Fit a random forest model to predict college graduation rates based on various college characteristics. The model uses features such as the number of applications received, the acceptance rate, enrollment numbers, faculty characteristics, and other factors. Generate a Variable Importance Plot to visualize the relative importance of each feature in predicting the graduation rates. The plot provides insights into which variables have the most significant impact on the model’s performance. Predict college graduation rates on the test set using the random forest model. Calculate the accuracy of the Random Forest model using a confusion matrix. The accuracy metric helps evaluate how well the model is performing in correctly predicting whether a college is hard to graduate from or not. The Random Forest model leverages ensemble learning techniques, combining multiple decision trees to make predictions. This approach enhances the model’s predictive power and robustness compared to a single decision tree. The Random Forest model aims to provide a reliable and accurate method for predicting college graduation rates, which can be valuable for educational institutions and policymakers in understanding college performance and student outcomes.
# Fit a random forest model
model_rf <- randomForest(Hard_to_Graduate ~ Apps + Accept + Enroll +
Top10perc + Top25perc + F.Undergrad + P.Undergrad + Outstate + Room.Board + Books + Personal + PhD +
Terminal + S.F.Ratio + perc.alumni + Expend, data = train_set)

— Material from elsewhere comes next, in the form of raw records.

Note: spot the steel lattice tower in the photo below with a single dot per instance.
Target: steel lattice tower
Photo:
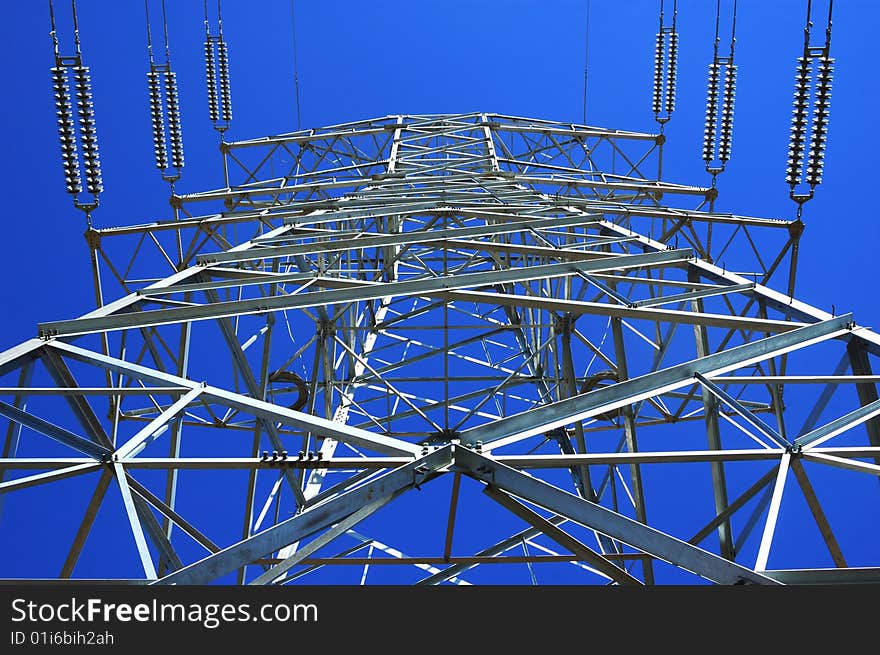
(447, 304)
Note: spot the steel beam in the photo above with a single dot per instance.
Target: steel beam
(309, 521)
(605, 399)
(608, 522)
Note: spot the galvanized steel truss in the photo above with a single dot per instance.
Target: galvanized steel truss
(455, 297)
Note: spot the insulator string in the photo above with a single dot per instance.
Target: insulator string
(810, 114)
(217, 74)
(720, 100)
(665, 67)
(164, 101)
(77, 130)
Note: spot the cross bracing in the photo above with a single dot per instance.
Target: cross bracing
(368, 324)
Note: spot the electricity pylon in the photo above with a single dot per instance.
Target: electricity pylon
(446, 304)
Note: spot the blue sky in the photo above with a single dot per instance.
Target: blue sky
(358, 61)
(361, 60)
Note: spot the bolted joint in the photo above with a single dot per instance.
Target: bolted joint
(93, 238)
(441, 437)
(325, 329)
(565, 323)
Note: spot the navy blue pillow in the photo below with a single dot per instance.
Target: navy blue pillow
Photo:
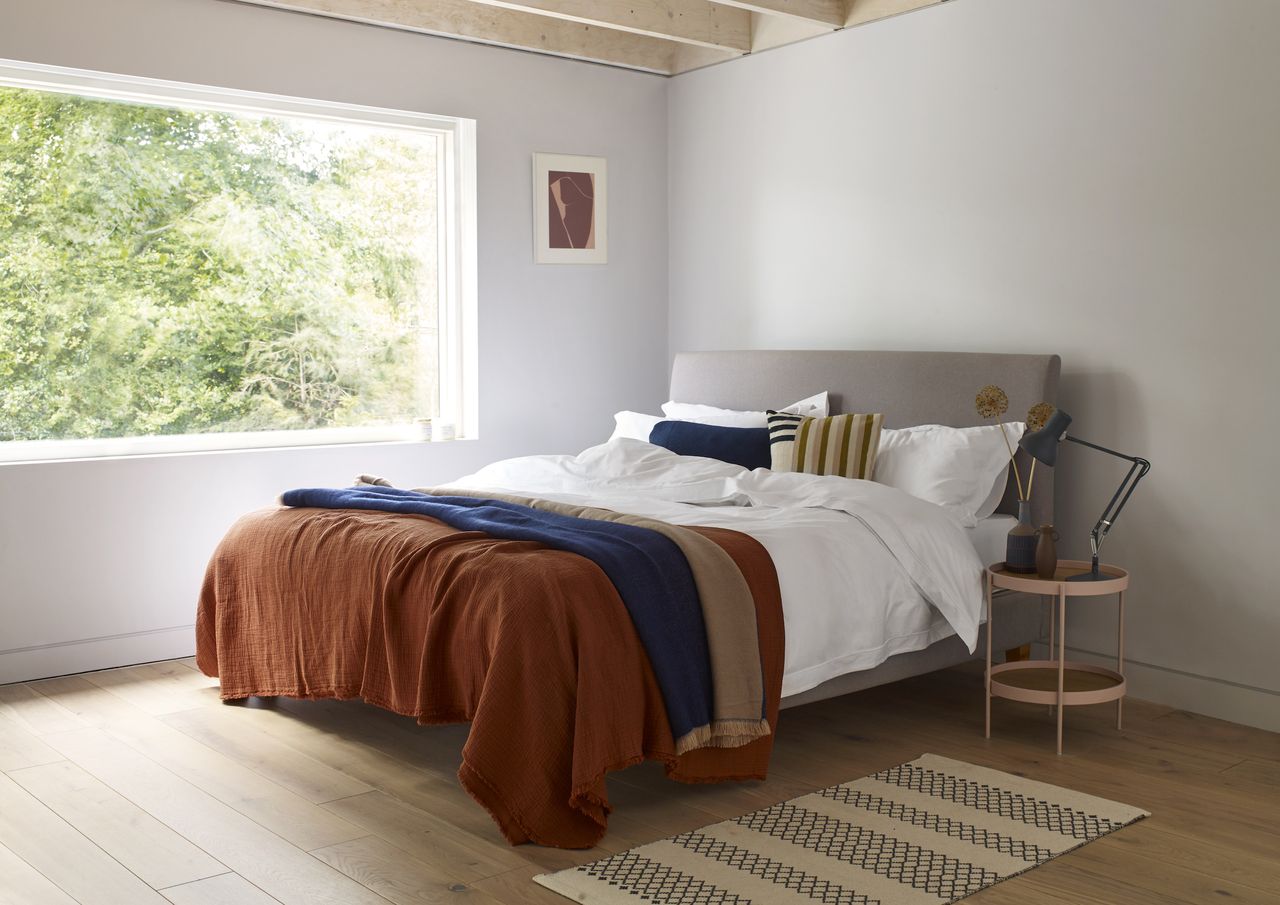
(748, 447)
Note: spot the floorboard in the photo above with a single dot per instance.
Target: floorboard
(140, 786)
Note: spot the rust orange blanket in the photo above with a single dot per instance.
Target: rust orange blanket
(531, 645)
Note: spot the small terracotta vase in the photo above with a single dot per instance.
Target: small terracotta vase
(1046, 552)
(1020, 545)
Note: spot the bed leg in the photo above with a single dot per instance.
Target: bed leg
(1023, 653)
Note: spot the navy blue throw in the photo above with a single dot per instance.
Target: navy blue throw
(648, 570)
(748, 447)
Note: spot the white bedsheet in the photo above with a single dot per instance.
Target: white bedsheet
(865, 571)
(990, 535)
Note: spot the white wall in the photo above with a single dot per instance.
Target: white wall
(1092, 178)
(117, 548)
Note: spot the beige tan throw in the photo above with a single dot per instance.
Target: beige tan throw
(926, 832)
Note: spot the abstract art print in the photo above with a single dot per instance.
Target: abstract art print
(570, 209)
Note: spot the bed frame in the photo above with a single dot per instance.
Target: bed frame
(909, 388)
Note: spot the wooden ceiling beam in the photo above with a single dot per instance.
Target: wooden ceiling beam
(830, 13)
(515, 28)
(859, 12)
(696, 22)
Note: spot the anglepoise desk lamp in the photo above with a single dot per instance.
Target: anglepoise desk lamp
(1042, 446)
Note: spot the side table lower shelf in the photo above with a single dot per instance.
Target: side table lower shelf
(1036, 682)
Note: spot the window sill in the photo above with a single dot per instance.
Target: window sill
(32, 452)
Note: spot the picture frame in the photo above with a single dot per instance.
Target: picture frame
(570, 209)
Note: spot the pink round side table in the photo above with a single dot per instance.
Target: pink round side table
(1056, 680)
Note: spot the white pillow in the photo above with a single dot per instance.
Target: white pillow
(956, 467)
(816, 406)
(634, 425)
(638, 425)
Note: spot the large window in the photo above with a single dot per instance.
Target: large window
(188, 268)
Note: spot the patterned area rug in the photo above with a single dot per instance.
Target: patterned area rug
(926, 832)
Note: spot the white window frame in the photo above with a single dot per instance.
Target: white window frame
(456, 263)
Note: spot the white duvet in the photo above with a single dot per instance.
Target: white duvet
(867, 571)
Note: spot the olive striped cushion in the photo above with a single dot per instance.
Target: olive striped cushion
(841, 444)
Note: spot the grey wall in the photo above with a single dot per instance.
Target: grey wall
(117, 548)
(1092, 178)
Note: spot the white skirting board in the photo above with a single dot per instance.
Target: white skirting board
(42, 661)
(1189, 691)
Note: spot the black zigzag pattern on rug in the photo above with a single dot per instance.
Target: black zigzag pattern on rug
(914, 865)
(967, 832)
(657, 882)
(995, 800)
(776, 872)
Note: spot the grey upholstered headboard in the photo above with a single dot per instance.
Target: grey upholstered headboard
(909, 388)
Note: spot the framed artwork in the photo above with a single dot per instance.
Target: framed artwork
(570, 209)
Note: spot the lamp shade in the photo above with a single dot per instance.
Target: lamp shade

## Warning in randomForest.default(m, y, ...): The response has five or fewer
## unique values. Are you sure you want to do regression?
# Variable Importance Plot for Random Forest
var_importance <- as.data.frame(model_rf$importance)
rownames(var_importance) <- c("Apps", "Accept", "Enroll", "Top10perc", "Top25perc", "F.Undergrad",
"P.Undergrad", "Outstate", "Room.Board", "Books", "Personal", "PhD",
"Terminal", "S.F.Ratio", "perc.alumni", "Expend")
varImpPlot(model_rf, main = "Variable Importance Plot (Random Forest)", col = "darkblue", lwd = 2, type = 2)
# Predict on the test set using random forest
predictions_rf <- predict(model_rf, test_set, type = "class")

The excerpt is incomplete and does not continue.